BIOGRAPHY
Through the media of sculpture, video, installation, photography, and drawing James Drake has explored political, social, and universal themes. His recent work Tongue-Cut Sparrows (Inside Outside), centers on video projections of women standing on a sidewalk while communicating with prisoners inside an El Paso jail. Much of the recent artist’s work is preoccupied with international borders and political and social tension that is created. His earlier bodies of work focused on animal-human relationships, socioeconomic themes, and underlying religious notions.

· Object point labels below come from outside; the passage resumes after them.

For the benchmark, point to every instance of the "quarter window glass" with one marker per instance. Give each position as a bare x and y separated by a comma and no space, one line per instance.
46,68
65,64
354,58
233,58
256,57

James Drake was born in Lubbock, Texas. He holds a BFA and an MFA degree from the Art Center College of Design, Los Angeles. He has exhibited extensively throughout the United States including one-person exhibitions at Diverseworks Artspace, Houston, TX; SITE Santa Fe, Santa Fe, NM; Corcoran Gallery of Art, Washington, DC; La Jolla Museum of Art, CA; Contemporary Arts Museum Houston, TX; and the Alternative Museum, New York. His work was included in the 2000 Whitney Biennial and is represented in numerous public and private collections. Drake is the recipient of the John Simon Guggenheim Memorial Foundation Fellowship and two National Endowment for the Arts grants. The artist lives and works in Santa Fe, New Mexico.